RIO DE JANEIRO: Du retour à l'enfance à l'incarnation de la mort : les 70 000 spectateurs massés dans le sambodrome de Rio sont passés dimanche par toutes les émotions lors de la première des deux nuits de défilés des écoles de samba, point d'orgue du carnaval le plus célèbre de la planète.
Têtes de mort rouge sang, dragons glaçants : les Brésiliens aiment jouer à se faire peur tout en vibrant au son des percussions qui font trembler les tribunes.
Certains chars somptueux et démesurés ont évoqué les souvenirs d'enfance, avec notamment un manège à l'ancienne suspendu à trois mètres de haut pour ouvrir le défilé de l'école Grande Rio.
Sur les chevaux roses, pas d'enfants, mais des cavaliers intrépides en costumes dorés qui ne craignent pas le vertige, sous un ciel illuminé par les étincelles envoyées dans les airs par les chars.
Quelques mètres plus loin, des danseurs arborent des costumes en barbe à papa plus vrais que nature, jusqu'à en donner l'eau à la bouche.
Plus tôt dans la soirée, l'école Imperio Serrano avait ouvert le bal avec un immense char aux têtes de dragons saillantes.
Mais le défilé de l'établissement Salgueiro était de loin le plus glaçant, avec la mort incarnée par des danseurs en habits flottants noirs et un couple de démons écarlates qui jouent à s'éclabousser dans une fontaine.
«Bonheur»
Cette année marque le grand retour du carnaval de Rio dans toute sa splendeur. En 2021, il avait été annulé en raison de la pandémie de Covid et l'an dernier, il avait été reporté à avril, les cortèges de rue n'ayant pas été autorisés.
C'est également la première édition depuis le retour au pouvoir de l'icône de la gauche brésilienne, Luiz Inacio Lula da Silva, qui a battu en octobre le président d'extrême droite Jair Bolsonaro.
Lula a d'ailleurs promis de redonner à la culture brésilienne ses lettres de noblesse, après les nombreuses coupes budgétaires et les accusations de censure sous le gouvernement précédent.
"Ce carnaval a lieu après une élection historique. Après les ténèbres, nous retrouvons l'espoir d'un meilleur avenir", confie à l'AFP Débora Soares, une mannequin de 25 ans qui se prend en photo devant un immense char doré sur lequel elle s'apprête à défiler.

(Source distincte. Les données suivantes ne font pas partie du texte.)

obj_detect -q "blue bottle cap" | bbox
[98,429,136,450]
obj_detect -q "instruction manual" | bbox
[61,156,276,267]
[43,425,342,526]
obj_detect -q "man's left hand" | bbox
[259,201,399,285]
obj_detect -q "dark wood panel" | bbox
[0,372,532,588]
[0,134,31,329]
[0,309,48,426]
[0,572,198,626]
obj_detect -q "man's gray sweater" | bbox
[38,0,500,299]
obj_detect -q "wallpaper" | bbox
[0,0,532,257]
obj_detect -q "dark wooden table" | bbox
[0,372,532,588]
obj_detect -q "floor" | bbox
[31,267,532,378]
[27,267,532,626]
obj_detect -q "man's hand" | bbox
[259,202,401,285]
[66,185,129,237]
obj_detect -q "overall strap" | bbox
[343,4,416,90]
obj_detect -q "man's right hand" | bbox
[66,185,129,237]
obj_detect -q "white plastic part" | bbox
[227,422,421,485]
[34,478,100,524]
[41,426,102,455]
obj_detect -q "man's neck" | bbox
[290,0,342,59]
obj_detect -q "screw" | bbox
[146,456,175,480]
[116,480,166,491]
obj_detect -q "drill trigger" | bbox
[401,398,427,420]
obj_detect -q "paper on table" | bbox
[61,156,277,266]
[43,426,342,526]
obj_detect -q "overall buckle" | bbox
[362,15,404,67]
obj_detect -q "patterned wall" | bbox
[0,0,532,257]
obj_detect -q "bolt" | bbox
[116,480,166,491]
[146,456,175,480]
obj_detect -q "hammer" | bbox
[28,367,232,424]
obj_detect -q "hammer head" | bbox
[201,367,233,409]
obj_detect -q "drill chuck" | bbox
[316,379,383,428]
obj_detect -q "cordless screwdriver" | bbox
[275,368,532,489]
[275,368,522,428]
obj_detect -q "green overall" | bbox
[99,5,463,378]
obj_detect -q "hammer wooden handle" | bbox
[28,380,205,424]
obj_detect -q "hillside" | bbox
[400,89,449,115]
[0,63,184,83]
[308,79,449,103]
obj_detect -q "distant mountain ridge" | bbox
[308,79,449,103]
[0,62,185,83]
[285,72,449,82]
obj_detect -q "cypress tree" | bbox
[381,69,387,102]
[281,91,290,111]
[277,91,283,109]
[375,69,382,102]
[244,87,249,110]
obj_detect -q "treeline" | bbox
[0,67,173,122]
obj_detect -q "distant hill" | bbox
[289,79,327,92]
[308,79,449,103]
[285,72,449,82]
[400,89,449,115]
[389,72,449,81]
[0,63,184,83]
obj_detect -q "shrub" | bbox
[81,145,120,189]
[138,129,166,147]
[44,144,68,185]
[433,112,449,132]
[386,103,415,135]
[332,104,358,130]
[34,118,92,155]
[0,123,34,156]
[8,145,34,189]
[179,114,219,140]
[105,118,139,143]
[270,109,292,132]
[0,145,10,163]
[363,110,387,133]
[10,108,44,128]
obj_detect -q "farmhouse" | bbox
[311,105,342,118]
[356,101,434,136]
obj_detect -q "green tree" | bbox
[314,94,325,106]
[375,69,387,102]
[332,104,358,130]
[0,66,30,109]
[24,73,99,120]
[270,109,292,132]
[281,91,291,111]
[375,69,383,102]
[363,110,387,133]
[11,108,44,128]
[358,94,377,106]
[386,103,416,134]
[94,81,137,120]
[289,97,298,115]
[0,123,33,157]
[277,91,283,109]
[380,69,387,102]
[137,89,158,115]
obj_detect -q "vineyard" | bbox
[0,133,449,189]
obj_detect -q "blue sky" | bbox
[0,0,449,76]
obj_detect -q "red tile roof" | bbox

"Avec ce changement de gouvernement, on ressent deux fois plus de bonheur", renchérit Amanda Olivia, costumière de 34 ans.
Les écoles de samba, basées pour la plupart dans des favelas, portent les couleurs de tout un quartier.
Elles se préparent toute l'année pour leur grand show qui ne peut dépasser les 70 minutes, sous peine de se voir retirer des points par des jurés impitoyables.
Les 12 principales écoles (six défilent le dimanche, six autres le lundi) sont évaluées selon neuf critères très précis, parmi lesquels la qualité des chars, des costumes, le choix du thème ou la chorégraphie de la "comissao de frente", groupe de danseurs hors pair qui ouvre le défilé.
«Chair de poule»
"Je défile depuis que j'ai sept ans, mais à chaque fois que j'entre au sambodrome,c'est comme si c'était la première fois, j'ai envie de pleurer et ça me donne la chair de poule", dit à l'AFP Iaraci Santos, infirmière de 64 ans qui n'hésite pas à qualifier ce carnaval 2023 d"inoubliable".
La nouvelle ministre de la Culture, Margareth Menezes, a défilé tout en haut d'un char avec la dernière école à s'élancer dans la nuit de dimanche à lundi, dénommée Mangueira, qui a montré la richesse du carnaval de Salvador de Bahia (nord-est), berceau de la culture afro-brésilienne.
Si la nuit de Rio est marquée par la féérie des défilés au sambodrome, les premières heures de la matinée sont elles rythmées par les cortèges musicaux des "blocos" qui animent les rues de la ville, certains attirant des centaines de milliers de personnes, pour une fête débridée.
Dans l'Etat voisin de Sao Paulo (sud-est), le carnaval a été endeuillé par une tempête qui a fait au moins 36 morts après des glissements de terrain et des inondations.